D’un point de vue macroéconomique, je pense que l’environnement actuel est très favorable à la cryptomonnaie. J’achète encore certains actifs, principalement du Zcash. Bien que le marché global ne soit pas encore entré dans la « saison des altcoins », au cours des 18 derniers mois, si vous avez suivi les actifs très liquides et Zcash, vos performances ont dû être excellentes. Certes, la plupart des autres cryptos ont mal performé, mais la tendance globale reste haussière. Donc,je suis très optimiste sur le marché actuel.
Je pense que,pour les investisseurs patients, disposant de liquidités et capables d’éviter l’effet de levier,c’est un excellent moment pour investir. Si l’on regarde novembre-décembre 2021, le marché était à un sommet historique, l’euphorie régnait, tout le monde était confiant. À ce moment-là, les banques centrales insistaient sur l’inflation. La Fed affirmait clairement qu’il fallait ralentir l’économie et annonçait son intention de commencer à relever les taux en mars 2022. En consultant le graphique du cycle de relèvement à l’époque, la courbe montait nettement.
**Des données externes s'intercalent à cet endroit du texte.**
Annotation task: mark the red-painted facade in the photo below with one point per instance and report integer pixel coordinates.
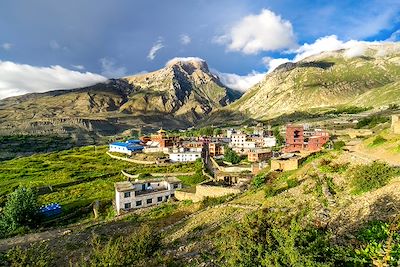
(295, 140)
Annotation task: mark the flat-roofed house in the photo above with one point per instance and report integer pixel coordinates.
(144, 193)
(129, 147)
(259, 155)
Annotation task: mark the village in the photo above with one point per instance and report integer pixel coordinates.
(230, 161)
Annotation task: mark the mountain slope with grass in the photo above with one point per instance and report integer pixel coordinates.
(327, 80)
(176, 96)
(334, 210)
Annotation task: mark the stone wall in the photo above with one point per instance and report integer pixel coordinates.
(203, 191)
(395, 124)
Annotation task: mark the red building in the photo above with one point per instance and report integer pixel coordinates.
(295, 140)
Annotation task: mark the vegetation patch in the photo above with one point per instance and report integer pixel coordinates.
(365, 178)
(379, 140)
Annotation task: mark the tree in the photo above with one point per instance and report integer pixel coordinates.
(279, 138)
(21, 209)
(231, 156)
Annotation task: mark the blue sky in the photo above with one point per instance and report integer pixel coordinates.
(114, 37)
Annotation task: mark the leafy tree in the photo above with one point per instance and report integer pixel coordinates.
(21, 209)
(279, 138)
(231, 156)
(206, 131)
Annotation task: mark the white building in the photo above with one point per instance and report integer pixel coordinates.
(238, 139)
(270, 141)
(184, 156)
(144, 193)
(127, 147)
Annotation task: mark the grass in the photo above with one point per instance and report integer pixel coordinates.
(77, 176)
(365, 178)
(379, 140)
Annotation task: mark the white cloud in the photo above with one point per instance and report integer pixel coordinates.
(6, 46)
(238, 82)
(183, 59)
(17, 79)
(110, 70)
(54, 45)
(331, 43)
(78, 67)
(185, 39)
(154, 49)
(263, 32)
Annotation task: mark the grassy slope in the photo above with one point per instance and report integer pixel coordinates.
(79, 176)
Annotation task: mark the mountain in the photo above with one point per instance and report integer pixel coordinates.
(369, 77)
(176, 96)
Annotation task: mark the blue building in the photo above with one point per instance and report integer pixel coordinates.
(128, 147)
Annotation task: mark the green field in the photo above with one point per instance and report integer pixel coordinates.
(77, 177)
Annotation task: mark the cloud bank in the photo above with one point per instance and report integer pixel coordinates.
(154, 49)
(255, 33)
(17, 79)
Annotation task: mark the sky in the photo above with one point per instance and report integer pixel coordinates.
(54, 44)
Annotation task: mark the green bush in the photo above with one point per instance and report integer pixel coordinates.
(380, 245)
(379, 140)
(293, 182)
(338, 145)
(21, 209)
(365, 178)
(372, 121)
(36, 255)
(231, 156)
(135, 249)
(259, 180)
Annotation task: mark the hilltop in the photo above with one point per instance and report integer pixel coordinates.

Or, en comparant avec aujourd’hui, on constate un changement significatif. La croissance du crédit est stagnante, les responsables de la Fed discutent désormais de pénurie de réserves dans le système, voire envisagent de relancer l’assouplissement quantitatif (QE). En examinant les graphiques actuels des cycles de relâchement ou de relèvement des taux des banques centrales, on voit que la majorité d’entre elles baissent désormais les taux, au lieu de les relever.
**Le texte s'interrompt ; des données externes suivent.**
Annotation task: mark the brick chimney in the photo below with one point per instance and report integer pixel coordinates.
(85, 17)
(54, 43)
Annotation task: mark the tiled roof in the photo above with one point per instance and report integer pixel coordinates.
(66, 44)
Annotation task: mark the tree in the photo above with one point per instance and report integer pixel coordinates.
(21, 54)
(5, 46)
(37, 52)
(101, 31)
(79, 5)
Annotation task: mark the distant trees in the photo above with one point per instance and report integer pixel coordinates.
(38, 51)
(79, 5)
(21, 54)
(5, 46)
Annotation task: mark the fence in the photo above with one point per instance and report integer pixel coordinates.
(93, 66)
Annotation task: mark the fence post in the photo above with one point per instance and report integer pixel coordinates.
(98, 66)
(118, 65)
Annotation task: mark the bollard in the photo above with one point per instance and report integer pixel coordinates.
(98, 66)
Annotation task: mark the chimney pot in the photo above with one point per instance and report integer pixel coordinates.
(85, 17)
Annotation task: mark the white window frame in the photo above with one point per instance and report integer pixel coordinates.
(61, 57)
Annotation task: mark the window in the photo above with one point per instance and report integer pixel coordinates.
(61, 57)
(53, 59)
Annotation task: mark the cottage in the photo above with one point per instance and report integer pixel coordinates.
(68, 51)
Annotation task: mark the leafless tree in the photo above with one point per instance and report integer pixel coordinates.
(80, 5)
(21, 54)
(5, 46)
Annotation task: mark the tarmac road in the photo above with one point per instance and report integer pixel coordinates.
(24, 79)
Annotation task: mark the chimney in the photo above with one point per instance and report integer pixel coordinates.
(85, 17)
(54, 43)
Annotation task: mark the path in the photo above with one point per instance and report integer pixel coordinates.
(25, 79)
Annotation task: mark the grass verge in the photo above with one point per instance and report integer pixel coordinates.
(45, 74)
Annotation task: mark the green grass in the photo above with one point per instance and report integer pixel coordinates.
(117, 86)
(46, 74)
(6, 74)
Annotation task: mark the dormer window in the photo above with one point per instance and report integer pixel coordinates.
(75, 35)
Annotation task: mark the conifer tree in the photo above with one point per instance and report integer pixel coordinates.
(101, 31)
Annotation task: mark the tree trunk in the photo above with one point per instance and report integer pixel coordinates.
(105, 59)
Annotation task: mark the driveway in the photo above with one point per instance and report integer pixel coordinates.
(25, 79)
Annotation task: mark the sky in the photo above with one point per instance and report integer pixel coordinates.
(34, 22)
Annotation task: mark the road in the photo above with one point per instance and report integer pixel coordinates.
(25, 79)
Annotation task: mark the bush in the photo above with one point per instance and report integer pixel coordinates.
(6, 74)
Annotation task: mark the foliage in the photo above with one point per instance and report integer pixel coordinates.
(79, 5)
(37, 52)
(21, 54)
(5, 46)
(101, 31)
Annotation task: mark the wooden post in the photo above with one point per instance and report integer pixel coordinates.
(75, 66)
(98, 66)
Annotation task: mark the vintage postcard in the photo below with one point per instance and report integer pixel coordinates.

D’un point de vue politique, les discussions portent maintenant davantage sur l’intelligence artificielle, l’immigration, etc. Les politiciens promettent tous sortes d’avantages à leurs électeurs : « services gratuits », « prestations supplémentaires », mais presque personne ne parle d’augmenter massivement les impôts. Certains proposent d’imposer les 1 % les plus riches, mais c’est surtout une stratégie populiste, pas une solution budgétaire réelle. La vraie stratégie des politiciens consiste à imprimer de la monnaie pour honorer leurs promesses, pas à augmenter les impôts. Ainsi, dans les 12 à 18 prochains mois, la probabilité d’un resserrement du crédit est quasi nulle. Cela contraste fortement avec l’environnement politique au sommet du marché en 2021.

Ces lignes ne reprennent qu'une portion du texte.